Read part two HERE ...Wecome To Living In Costa Rica ...Your Homecoming Includes A Shakedown At Customs!
Read part three HERE ...We Arrive, We Collapse, We Move In To Paradise...Right?
Having left off in our saga with just moving in to our new house, I know by now after reading about

We needed to get our jewelry to a safe place while we settled in. Costa Rica is a sizzling irony of opposites and the idea of safety for one's belongings, not being able to buy homeowners or renters insurance, not being able to trust your household help or your drivers, the landlord, your freinds or anyone else for that matter was/is an anomoly. Paranoia was the word of the day!

We were so lucky having our Canadian expats there to help us as well as a few friendly Ticos before we even arrived. They got the place clean and loaned us some furniture while we awaited the arrival of our container with the remains of our belongings. So we had a garden table and chairs two beds, a batch of mismatched but very usable kitchen gear, plates, silverware and ten thousands pounds of jewelry! What else could two girls ask for except maybe some new shoes!


Hearing this right up front we had to get our goodies to a good hiding place and in a safe until we could figure out how to do it ourselves. This is not an absolute and don't get me wrong, theft doesn't happen to everyone. But caution and common sense are the words of the day and we needed to learn that quickly.
There's an agency in San Jose run by expats for expats to help them get resettled and handle all kinds of affairs that crop up when moving to a new and very foreign country. We had previously met the chief boss man on a former trip down and arranged to put some of our valuables in the safe at the agency.

In my brilliant logic I decided that our gobs of goodies would be safer if we carried them around in plastic grocery store bags rather than in brand new fancy schmancy knap sacks. Each of us had two large bags, one for each hand and after mustering our courage headed out from the hotel to the agency. We looked like two old yentas schlepping through the shtettle at gunpoint with our purses slung over our necks and a large, overstuffed grocery bag in each hand and our faces laced with imagined terror.

Ticos are very laid back, matter-of-fact people who tend to take things as they come. That was the first day I was told, "tranquilo, tranquilo" by everyone we met. In other words, "chill out and calm down!" The more they told me to be tranquilo the more agitated I got. What had I gotten myself into?
We had to sit there forever waiting for the chief boss man to see us because when we got there he was out to lunch and when he returned he had a meeting that lasted until god went to his siesta that afternoon. Didn't they know we had dynomite with lit fuses in our bags for crying out loud?!
FINALLY! It was our turn. He didn't see the reason for our anxiety. He's been living there too long. He's 'one of them' now.

Into the safe it all went, I was so relieved I nearly cried. And to this day I cannot fathom what got into my head that I would convince myself to leave thousands and thousands of dollars of jewelry in a strange man's safe in an agency run by foreigners who must know what I was carrying, in a city I had only be in only for 36 hours and why I was willing to walk away from all of it and somehow know it was safe.
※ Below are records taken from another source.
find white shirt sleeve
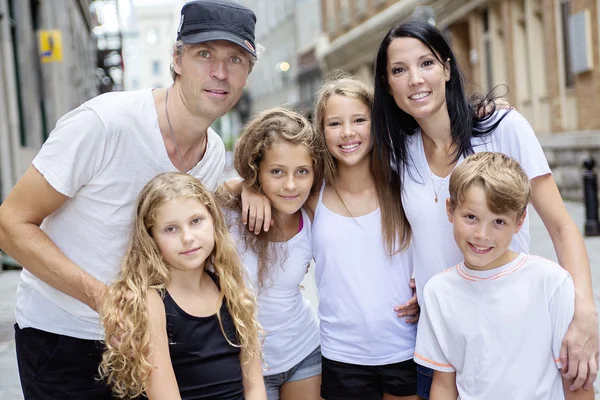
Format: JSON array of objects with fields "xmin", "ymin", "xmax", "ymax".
[
  {"xmin": 414, "ymin": 282, "xmax": 455, "ymax": 372},
  {"xmin": 549, "ymin": 274, "xmax": 575, "ymax": 369},
  {"xmin": 480, "ymin": 110, "xmax": 552, "ymax": 180},
  {"xmin": 32, "ymin": 107, "xmax": 110, "ymax": 197}
]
But the mind plays tricks for survival and I had first tricked myself into being terrorized and then into being sane... or explode.
We went home with ANOTHER taxista who was absolutely sure that where we now lived was indeed via a route through Nicaragua and Guatemala. "It's only another few minutes" two hours and dozens of dollars later. We had landed in paradise and boy were we in for it over the next two years. Pura Vida!